Es verhält sich nun aber, denke ich, hiermit so:
Auch dies ist, wie ich schon anfänglich bemerkte,
einfach, an sich betrachtet, durchaus weder schön
noch schändlich, sondern auf eine schöne Weise
ausgeführt, ist es schön, im Gegenteil aber schändlich.

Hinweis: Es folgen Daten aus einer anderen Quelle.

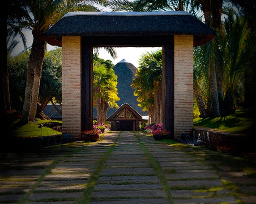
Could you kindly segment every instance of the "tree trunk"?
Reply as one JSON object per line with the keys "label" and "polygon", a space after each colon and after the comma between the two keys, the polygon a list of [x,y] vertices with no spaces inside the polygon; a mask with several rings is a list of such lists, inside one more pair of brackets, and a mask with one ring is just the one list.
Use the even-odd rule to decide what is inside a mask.
{"label": "tree trunk", "polygon": [[220,116],[220,114],[215,64],[212,65],[210,69],[209,76],[209,83],[212,114],[214,117],[218,117]]}
{"label": "tree trunk", "polygon": [[40,98],[40,96],[39,96],[39,99],[38,99],[38,101],[37,103],[36,114],[35,118],[40,118],[42,120],[50,120],[51,119],[49,117],[44,115],[43,112],[43,110],[46,106],[48,102],[50,101],[51,98],[45,98],[40,103],[39,103],[39,102],[41,101]]}
{"label": "tree trunk", "polygon": [[196,98],[196,101],[197,105],[198,106],[200,117],[204,118],[208,116],[206,111],[206,107],[201,93],[195,86],[194,85],[193,89],[194,93],[195,94],[195,97]]}
{"label": "tree trunk", "polygon": [[60,114],[61,116],[62,116],[62,111],[61,110],[60,110],[60,109],[59,109],[58,108],[57,108],[57,106],[56,106],[55,104],[53,102],[53,101],[52,100],[52,98],[51,98],[50,100],[51,101],[51,102],[52,103],[52,106],[53,106],[53,107],[54,107],[54,108],[55,108],[55,110],[57,110],[57,112],[58,112]]}
{"label": "tree trunk", "polygon": [[9,73],[8,72],[8,66],[6,65],[6,66],[4,66],[4,68],[3,83],[4,104],[5,105],[5,110],[6,111],[11,109],[11,100],[10,99],[10,90],[9,88]]}
{"label": "tree trunk", "polygon": [[[6,8],[4,8],[3,10],[1,12],[0,20],[0,28],[1,28],[2,34],[3,34],[0,40],[0,49],[1,49],[1,67],[0,68],[0,79],[1,80],[0,85],[0,115],[1,117],[6,116],[6,110],[4,102],[4,70],[7,68],[7,46],[6,45],[6,38],[7,34],[7,15]],[[1,127],[6,128],[6,120],[4,118],[1,123]],[[5,132],[3,129],[4,134],[1,138],[4,137]],[[1,142],[4,144],[4,142]]]}
{"label": "tree trunk", "polygon": [[104,100],[103,110],[103,123],[107,124],[107,113],[108,109],[108,102]]}
{"label": "tree trunk", "polygon": [[[222,14],[223,0],[215,0],[212,1],[212,27],[219,35],[223,35],[221,16]],[[218,37],[217,37],[218,38]],[[219,41],[217,42],[217,46],[219,45]],[[217,60],[216,63],[216,77],[217,88],[220,112],[221,115],[224,113],[223,88],[222,87],[222,58],[220,50],[217,49]]]}
{"label": "tree trunk", "polygon": [[159,94],[158,91],[156,90],[155,91],[155,112],[156,113],[156,121],[158,123],[160,122],[160,109],[159,107]]}
{"label": "tree trunk", "polygon": [[[34,121],[36,113],[37,101],[42,75],[42,68],[44,62],[45,48],[45,41],[41,35],[33,35],[33,37],[34,40],[30,53],[30,56],[32,57],[30,58],[30,56],[29,60],[32,61],[30,64],[34,67],[35,71],[31,104],[28,117],[29,121]],[[34,49],[33,49],[33,48]]]}

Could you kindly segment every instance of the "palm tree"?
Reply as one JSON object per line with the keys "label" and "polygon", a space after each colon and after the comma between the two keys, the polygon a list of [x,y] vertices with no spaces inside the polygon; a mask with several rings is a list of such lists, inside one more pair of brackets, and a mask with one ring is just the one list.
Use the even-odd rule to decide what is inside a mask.
{"label": "palm tree", "polygon": [[155,120],[160,122],[162,121],[162,49],[144,54],[139,60],[139,64],[132,86],[136,89],[136,95],[138,95],[140,90],[142,92],[141,96],[144,96],[144,92],[152,93],[149,94],[148,97],[152,94],[154,96]]}
{"label": "palm tree", "polygon": [[220,45],[223,54],[223,86],[224,112],[234,112],[235,97],[242,84],[246,48],[246,22],[244,18],[232,8],[226,9],[224,22],[223,35]]}
{"label": "palm tree", "polygon": [[36,113],[45,50],[44,33],[68,12],[99,11],[94,4],[106,4],[105,0],[24,0],[22,3],[26,14],[22,19],[22,25],[32,30],[33,36],[22,118],[23,122],[27,123],[34,120]]}
{"label": "palm tree", "polygon": [[[2,31],[1,40],[1,112],[4,115],[6,111],[11,108],[9,87],[9,74],[7,56],[17,45],[18,42],[11,41],[17,35],[19,36],[26,47],[26,40],[22,31],[24,28],[19,26],[19,20],[24,11],[22,3],[18,0],[7,1],[4,4],[6,6],[2,10],[0,17],[0,26]],[[14,11],[16,11],[14,12]],[[8,47],[7,47],[8,46]]]}
{"label": "palm tree", "polygon": [[108,106],[118,107],[117,76],[112,68],[107,69],[100,63],[94,63],[93,68],[94,97],[97,109],[98,123],[106,123]]}

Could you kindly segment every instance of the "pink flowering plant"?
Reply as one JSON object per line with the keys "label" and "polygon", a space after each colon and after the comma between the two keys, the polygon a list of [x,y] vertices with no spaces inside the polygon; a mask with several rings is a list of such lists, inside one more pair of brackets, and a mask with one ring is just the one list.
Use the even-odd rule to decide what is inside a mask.
{"label": "pink flowering plant", "polygon": [[153,130],[152,134],[153,135],[168,135],[170,134],[170,132],[166,130]]}
{"label": "pink flowering plant", "polygon": [[162,128],[163,124],[160,123],[156,123],[156,122],[154,122],[146,125],[145,127],[145,129],[146,131],[147,130],[147,132],[150,132],[154,130],[162,130]]}
{"label": "pink flowering plant", "polygon": [[84,130],[81,132],[81,134],[87,134],[90,135],[99,135],[100,132],[96,130]]}

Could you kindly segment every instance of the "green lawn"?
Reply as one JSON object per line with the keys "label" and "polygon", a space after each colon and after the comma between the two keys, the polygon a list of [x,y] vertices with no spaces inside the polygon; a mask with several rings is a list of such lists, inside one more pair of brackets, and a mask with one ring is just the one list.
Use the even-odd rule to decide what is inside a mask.
{"label": "green lawn", "polygon": [[195,127],[210,128],[224,132],[247,133],[255,124],[256,108],[237,110],[234,114],[217,118],[194,119]]}
{"label": "green lawn", "polygon": [[[42,128],[40,125],[42,124]],[[13,131],[14,135],[18,136],[38,137],[61,134],[61,132],[52,130],[53,127],[61,126],[60,121],[38,120],[34,124],[29,122]]]}

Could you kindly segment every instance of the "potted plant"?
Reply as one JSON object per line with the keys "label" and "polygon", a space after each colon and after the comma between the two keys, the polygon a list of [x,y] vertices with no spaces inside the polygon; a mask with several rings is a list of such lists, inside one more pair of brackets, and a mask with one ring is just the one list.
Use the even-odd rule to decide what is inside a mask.
{"label": "potted plant", "polygon": [[96,142],[100,138],[98,131],[95,130],[84,130],[81,132],[82,140]]}
{"label": "potted plant", "polygon": [[156,130],[152,132],[153,138],[156,140],[169,139],[170,132],[166,130]]}

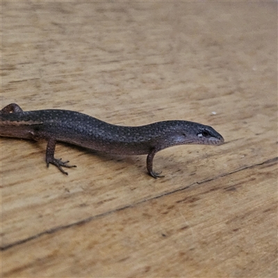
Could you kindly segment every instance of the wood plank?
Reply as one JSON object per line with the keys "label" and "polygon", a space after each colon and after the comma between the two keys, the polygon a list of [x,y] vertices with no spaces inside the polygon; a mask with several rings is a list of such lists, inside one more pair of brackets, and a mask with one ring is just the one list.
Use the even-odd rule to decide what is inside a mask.
{"label": "wood plank", "polygon": [[[3,277],[277,277],[277,3],[3,2],[1,107],[213,126],[111,156],[0,138]],[[267,43],[266,43],[267,42]]]}
{"label": "wood plank", "polygon": [[275,159],[45,231],[5,252],[3,275],[275,277],[277,165]]}

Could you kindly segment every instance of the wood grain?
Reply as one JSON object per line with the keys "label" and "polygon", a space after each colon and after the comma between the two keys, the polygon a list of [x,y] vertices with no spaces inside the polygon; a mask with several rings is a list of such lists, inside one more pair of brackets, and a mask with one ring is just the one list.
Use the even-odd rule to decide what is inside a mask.
{"label": "wood grain", "polygon": [[219,147],[120,156],[1,138],[1,275],[276,277],[277,3],[3,2],[1,106],[187,120]]}

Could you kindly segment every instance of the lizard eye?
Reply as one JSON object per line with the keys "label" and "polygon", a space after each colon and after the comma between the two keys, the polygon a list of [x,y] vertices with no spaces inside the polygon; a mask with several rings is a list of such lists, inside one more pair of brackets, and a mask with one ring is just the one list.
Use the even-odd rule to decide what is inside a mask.
{"label": "lizard eye", "polygon": [[204,137],[209,137],[209,136],[211,136],[211,134],[209,133],[209,132],[206,131],[206,130],[202,131],[202,135]]}

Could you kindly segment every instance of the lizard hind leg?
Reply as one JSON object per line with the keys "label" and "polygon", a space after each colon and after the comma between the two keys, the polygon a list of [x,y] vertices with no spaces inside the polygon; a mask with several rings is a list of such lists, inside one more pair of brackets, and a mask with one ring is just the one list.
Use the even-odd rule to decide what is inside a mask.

Auf eine schimpfliche Weise geschieht dies
nun aber, wenn man einem Schlechten und auf eine
schlechte Art zu Willen ist, auf eine schöne Weise
dagegen, wenn einem Edelgesinnten und auf schöne
Art. Schlecht aber ist jener sinnliche Liebhaber,
welcher den Körper mehr als die Seele liebt. Denn
ein solcher ist auch nicht beständig, da er ja auch
nicht etwas Beständiges liebt; denn zugleich mit
dem Hinschwinden der Blüte des Leibes, welche er
liebte, eilt auch er von dannen und macht alle
seine Reden und Verheißungen zuschanden. Der Liebhaber eines edelgearteten Gemütes aber verharrt
zeitlebens, da er sich ja mit dem Bleibenden
verschmolzen hat. Unsere Sitte nun will, daß man
hiernach die Liebhaber wohl und reiflich prüfe und
nur denen der ersteren Art zu Willen ist, die der
letzteren aber meide. Darum ermuntert sie die Liebhaber
zum Verfolgen, die Geliebten aber zum Fliehen,
indem sie so im Kampfe richtet und erprobt,
zu welcher von beiden Gattungen der Liebende
sowie der Geliebte gehören. So wird es denn aus
diesem Grund zuvörderst für schimpflich gehalten,
sich schnell zu ergeben, damit es nicht an Zeit
fehle, welche ja am besten das meiste erproben
soll. Ferner gilt es für schimpflich, sich für Geld
oder aus Rücksicht auf den Einfluß im Staate zu ergeben,
gleichviel ob man nun dabei aus Furcht vor
Gewalttätigkeiten sich beugen und mutigen Widerstand
aufgeben oder aber im Hinblick auf Wohltaten
an Geld oder in der Unterstützung seiner politischen
Absichten nicht widerstreben möge. Denn
nichts von diesem allem kann als sicher und bleibend
angesehen werden, abgesehen davon, daß
hieraus nicht einmal eine hochherzige Freundschaft
entstehen kann. So bleibt denn nach unserer Sitte
nur ein Weg, wenn der Liebling auf eine schöne
Weise dem Liebhaber zu Willen zu sein gedenkt.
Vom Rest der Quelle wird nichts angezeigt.